Si on voulait être méchant, on pourrait revenir sur la participation de Walken, décidément très activa d’improbables navets européens au début des années 90, sans doute sur les conseils d’Harvey Keitel, qui nous avait rendu visite la décennie précédente. Les rares qui ont vu Walken dans D’une femme à l’autre (93) avec Carole Bouquet, Remake Rome ville ouverte de Carlo Lizzani (95) ou le parfaitement grotesque Grand Pardon 2 (92), dans lequel il affrontait la famille Bettoun au complet sous le soleil de Miami Beach, savent de quoi on parle. S’il est impossible d’exiger d’un comédien contemporain la filmographie d’un James Stewart ou d’un Gary Cooper, on conviendra que Walken en a rajouté une couche – lui était-il vraiment nécessaire d’apparaître dans Waynes world 2 ou dans McBain (91), nanar tourné aux Philippines louchant sur Les Chiens de guerre (80) et Voyage au bout de l’enfer ? Cependant, malgré un regard sévère sur sa filmographie (une dizaine de films intouchables pour plus de soixante-dix titres), l’acteur Walken n’est presque jamais indigne de son art. Nouveau fait unique avec lui, son cabotinage outrancier se distingue de celui des autres acteurs américains car il n’est pas la dégradation d’une fameuse méthode (les derniers bouffons en activité de l’Actor s Studio), ni la caricature d’un pénible intellectualisme (John Malkovich ou Nick Nolte).

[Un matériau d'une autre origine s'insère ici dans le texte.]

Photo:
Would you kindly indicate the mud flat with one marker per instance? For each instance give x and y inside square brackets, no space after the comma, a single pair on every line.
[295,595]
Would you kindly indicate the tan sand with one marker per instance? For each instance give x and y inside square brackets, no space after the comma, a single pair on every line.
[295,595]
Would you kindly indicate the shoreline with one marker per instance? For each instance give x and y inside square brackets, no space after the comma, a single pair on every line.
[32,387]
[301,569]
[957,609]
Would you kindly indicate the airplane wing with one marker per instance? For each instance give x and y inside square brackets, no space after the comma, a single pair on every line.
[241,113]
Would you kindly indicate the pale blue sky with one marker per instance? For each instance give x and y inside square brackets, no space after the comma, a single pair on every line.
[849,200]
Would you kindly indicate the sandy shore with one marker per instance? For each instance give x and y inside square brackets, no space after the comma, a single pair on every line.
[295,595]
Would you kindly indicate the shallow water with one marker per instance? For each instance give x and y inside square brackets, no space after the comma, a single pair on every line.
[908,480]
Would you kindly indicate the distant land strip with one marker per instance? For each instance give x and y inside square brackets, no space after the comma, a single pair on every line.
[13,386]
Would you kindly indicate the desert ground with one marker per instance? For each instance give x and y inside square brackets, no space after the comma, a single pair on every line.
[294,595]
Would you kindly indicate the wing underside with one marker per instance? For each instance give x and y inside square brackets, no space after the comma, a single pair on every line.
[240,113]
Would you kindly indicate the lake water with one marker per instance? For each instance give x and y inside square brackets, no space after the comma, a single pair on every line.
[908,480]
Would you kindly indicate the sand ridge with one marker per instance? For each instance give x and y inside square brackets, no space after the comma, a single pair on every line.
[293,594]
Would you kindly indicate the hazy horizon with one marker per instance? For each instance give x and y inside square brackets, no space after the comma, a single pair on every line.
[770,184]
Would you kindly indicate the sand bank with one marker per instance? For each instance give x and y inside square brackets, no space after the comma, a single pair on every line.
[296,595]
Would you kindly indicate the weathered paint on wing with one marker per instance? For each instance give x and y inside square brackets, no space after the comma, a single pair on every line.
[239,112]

Les excès de Walken, ses tics gestuels et ses rictus renvoient sans cesse à ses origines, le cabaret, le music-hall, le spectacle chanté et dansé… S’il n’a joué, époque oblige, que dans une seule vraie comédie musicale (Tout
l’or du ciel, 81), Walken s’est donné pour devise de toujours esquisser quelques pas de danse dans le moindre de ses films. Le résultat, parfois de l’ordre du gimmick, devient grandiose chez Ferrara. La scène où le glacial Frank White (Walken) se déhanche soudain dans The King of New York pour exprimer sa joie, puis entame une danse qu’il est le seul à connaître, figure parmi les moments les plus magiques du cinéma américain récent. Car si Cimino est le premier à avoir révélé le génie de Walken, la seconde grande rencontre de l’acteur (qui a connu davantage de grands rôles que de grands cinéastes) est incontestablement Abel Ferrara, qui le transforme en gangster crépusculaire, véritable créature fantomatique qui se nourrit de la nuit de la ville dans The King of New York, puis en véritable vampire urbain dans The Addiction, en chef de clan dans Nos funérailles (96) et en espion wellesien dans New Rose Hotel. C’est avec Ferrara, vrai complice, que l’on sent chez Walken la jubilation non plus de jouer à son propre rôle, mais de se risquer dans des contrées physiques et mentales encore inconnues, de réussir à surprendre tout le monde. Le résultat est que Walken, désarticulé et vociférant dans New Rose Hotel, n’a jamais été aussi stupéfiant depuis The King of New York, La preuve un peu triste que seule la folie de Ferrara est désormais capable de déboulonner la mécanique parfaite d’un cachetonneur de génie que les réalisateurs aiment trop polir oser déranger son personnage de maudit. Walken n’impressionne pas seulement la pellicule, mais aussi les cinéastes qui le prennent pour ce qu’il est, et qui semblent souvent se contenter de l’observer admirativement ou craintivement plutôt que d’essayer de le diriger. Walken, quia quelquefois déclaré vouloir se mettre lui-même en scène (dans le rôle d’un Elvis vieillissant ou de John Holmes, la star surmembrée du hard américain…), paie la rançon d’un physique et d’un regard trop dérangeants.